Padahal sudah dua tahun lebih berlalu, tetapi ternyata tak banyak yang berubah. Atau sebenarnya banyak yang berubah, tetapi tidak kusadari? Dua tahun cuma hitungan waktu, dan duka cita barangkali tak punya tanggal kadaluwarsa yang pasti. Tak ada yang bisa memastikan dua tahun bisa menghapus banyak hal, menyembuhkan banyak luka, atau membuatku berhasil melupakan sesorang. Tak ada yang menjamin.
Selama ini, aku mengaku sudah berhasil menyelesaikan semuanya. Ya, semuanya. Segala perasaan-perasaan menyebalkan yang masih tersisa, luka-luka yang tak kasat mata, rasa marah yang berapi-api dan dipendam, kupikir segalanya sudah berhasil kuselesaikan dengan baik. Kupikir tak ada lagi amarah itu, tak ada lagi luka itu, tak ada lagi kecewa itu, tak ada lagi ribuan "seandainya" yang kurapal dari mulutku, dan...tak ada lagi kasih sayang yang dipeluk doa-doa baikku.
Tapi tiba-tiba, di hari ini ketika perempuan itu mengirim sebuah pesan entah dari mana bermula, rasanya semuanya seperti baru. Rasanya aku kembali jatuh tersungkur lagi, menolong minta diselamatkan lagi. Aku kembali menangis berjam-jam sambil menyumpal telinga mendengarkan lagu yang sama lagi. Aku kembali berandai-andai lagi, seandainya dulu aku berusaha lebih keras lagi.

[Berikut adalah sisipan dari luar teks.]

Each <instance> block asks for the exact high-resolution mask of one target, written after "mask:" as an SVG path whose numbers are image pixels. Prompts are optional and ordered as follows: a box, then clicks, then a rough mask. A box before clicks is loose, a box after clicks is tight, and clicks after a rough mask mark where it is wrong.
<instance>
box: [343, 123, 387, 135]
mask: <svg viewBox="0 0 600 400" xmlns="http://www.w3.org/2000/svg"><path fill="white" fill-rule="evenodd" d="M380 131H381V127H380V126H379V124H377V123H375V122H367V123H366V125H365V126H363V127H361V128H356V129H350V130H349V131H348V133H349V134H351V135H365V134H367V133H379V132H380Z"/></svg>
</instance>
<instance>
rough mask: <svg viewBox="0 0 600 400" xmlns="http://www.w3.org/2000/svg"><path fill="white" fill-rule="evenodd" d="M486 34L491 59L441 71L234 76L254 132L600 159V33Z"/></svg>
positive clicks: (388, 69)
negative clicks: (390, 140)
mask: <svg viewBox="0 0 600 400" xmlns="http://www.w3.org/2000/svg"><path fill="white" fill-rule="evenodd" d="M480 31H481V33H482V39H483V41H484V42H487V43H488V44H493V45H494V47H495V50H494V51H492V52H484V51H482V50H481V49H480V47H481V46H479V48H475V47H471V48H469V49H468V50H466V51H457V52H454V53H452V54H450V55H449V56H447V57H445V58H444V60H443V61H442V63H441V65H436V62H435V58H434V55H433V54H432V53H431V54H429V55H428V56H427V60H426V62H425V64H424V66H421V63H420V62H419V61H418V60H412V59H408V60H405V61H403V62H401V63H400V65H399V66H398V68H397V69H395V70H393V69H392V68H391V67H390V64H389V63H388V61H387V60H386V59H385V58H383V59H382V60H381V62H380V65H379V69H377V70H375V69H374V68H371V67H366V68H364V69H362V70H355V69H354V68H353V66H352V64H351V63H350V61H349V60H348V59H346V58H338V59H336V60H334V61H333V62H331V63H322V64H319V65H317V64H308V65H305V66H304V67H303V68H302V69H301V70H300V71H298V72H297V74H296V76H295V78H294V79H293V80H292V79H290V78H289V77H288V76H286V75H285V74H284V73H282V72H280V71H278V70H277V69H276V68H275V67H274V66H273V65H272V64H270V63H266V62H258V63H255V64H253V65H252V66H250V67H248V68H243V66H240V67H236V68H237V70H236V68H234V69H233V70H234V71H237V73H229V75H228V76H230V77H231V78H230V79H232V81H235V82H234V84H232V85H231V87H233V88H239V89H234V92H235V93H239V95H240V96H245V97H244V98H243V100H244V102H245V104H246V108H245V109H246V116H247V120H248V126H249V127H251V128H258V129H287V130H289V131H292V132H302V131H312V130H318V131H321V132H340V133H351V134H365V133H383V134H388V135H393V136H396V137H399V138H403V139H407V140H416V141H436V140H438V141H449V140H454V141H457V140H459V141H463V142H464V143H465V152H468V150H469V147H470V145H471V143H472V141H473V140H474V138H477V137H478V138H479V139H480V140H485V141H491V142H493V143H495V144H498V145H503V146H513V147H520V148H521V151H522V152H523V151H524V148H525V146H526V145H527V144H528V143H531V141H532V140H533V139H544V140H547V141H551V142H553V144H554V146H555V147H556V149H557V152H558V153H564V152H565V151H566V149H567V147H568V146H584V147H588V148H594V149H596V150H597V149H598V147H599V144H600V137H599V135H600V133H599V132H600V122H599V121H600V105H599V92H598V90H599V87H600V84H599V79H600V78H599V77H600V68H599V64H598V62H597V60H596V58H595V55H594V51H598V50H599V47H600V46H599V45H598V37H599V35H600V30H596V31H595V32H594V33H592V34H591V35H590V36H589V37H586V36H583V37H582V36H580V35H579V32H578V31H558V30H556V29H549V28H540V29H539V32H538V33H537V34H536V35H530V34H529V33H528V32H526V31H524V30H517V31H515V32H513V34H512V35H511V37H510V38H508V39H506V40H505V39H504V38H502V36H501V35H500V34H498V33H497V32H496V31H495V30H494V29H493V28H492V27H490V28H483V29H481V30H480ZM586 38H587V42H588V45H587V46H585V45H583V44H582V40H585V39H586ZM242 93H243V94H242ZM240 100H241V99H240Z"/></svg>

Aku kembali berharap yang terjadi dulu hanya mimpi buruk yang tak akan jadi nyata lagi. Aku, aku kembali masuk ke kotak gelap ini.
Mungkin aku jadi lebih emosional karena meinilik lagi kalau waktu secepat itu melajunya ya. Orang yang kusayangi dalam buku-bukuku, awal dan akhir dari tulisan-tulisanku, sudah sejauh itu langkahnya. Kami barangkali tidak akan berpapasan di jalan lagi, tidak akan saling menyapa, tidak akan lagi tahu apa yang terjadi dengan kehidupan satu sama lain. Setelah ini barangkali kami benar-benar akan kembali ke kehidupan masing-masing menjadi dua orang yang asing yang terlanjur tahu terlalu banyak satu sama lain.

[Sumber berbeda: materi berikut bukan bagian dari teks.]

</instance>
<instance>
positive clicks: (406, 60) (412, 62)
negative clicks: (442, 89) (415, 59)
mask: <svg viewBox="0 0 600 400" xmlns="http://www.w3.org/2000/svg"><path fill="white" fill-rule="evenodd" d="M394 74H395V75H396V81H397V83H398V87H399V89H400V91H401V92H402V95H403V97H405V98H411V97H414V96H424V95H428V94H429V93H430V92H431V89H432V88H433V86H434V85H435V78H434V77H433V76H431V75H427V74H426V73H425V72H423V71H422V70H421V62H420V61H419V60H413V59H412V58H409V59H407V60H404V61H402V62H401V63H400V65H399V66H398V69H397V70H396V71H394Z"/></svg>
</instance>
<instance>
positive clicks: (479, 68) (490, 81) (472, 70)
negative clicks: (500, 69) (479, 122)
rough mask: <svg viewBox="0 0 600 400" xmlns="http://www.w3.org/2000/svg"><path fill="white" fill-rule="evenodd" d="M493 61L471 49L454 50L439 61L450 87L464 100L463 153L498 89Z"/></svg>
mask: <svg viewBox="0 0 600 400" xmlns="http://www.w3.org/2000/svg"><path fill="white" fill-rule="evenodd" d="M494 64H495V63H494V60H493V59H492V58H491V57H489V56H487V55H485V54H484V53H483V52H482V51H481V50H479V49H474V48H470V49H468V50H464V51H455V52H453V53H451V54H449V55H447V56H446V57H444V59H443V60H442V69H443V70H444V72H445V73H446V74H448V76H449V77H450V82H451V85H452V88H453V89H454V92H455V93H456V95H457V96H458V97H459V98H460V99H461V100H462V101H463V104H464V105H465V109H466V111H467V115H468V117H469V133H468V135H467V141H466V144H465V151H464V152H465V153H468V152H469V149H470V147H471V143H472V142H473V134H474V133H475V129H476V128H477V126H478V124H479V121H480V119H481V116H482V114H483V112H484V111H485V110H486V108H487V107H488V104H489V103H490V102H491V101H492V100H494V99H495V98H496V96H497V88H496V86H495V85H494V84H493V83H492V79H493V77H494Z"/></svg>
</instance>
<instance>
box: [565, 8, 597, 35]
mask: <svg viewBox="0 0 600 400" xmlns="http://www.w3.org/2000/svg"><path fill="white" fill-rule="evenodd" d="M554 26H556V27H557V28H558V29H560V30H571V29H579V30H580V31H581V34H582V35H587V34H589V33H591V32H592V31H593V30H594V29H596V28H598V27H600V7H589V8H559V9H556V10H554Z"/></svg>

Mungkin aku masih akan selalu menyimpannya dalam tulisan-tulisanku. mungkin dia masih akan terus membawa secuil kennagan itu untuk diingat bila perlu. Mungkin segalanya tak akan membaik dalam waktu dekat. Mungkin kami akan saling melupakan. Mungkin kami akan saling mengingat. Tak ada yang tahu benar. Manusia kerap kali menipu dirinya sendiri.
Dadaku rasanya sekarang seperti ditindih batu besar. tetapi aku bahkan tak paham bagaimana cara mengeluarkannya karena ternyata menulis ini tak membuatku lega. Kenapa rasa memiliki begitu angkuh, bebal, dan keras kepala?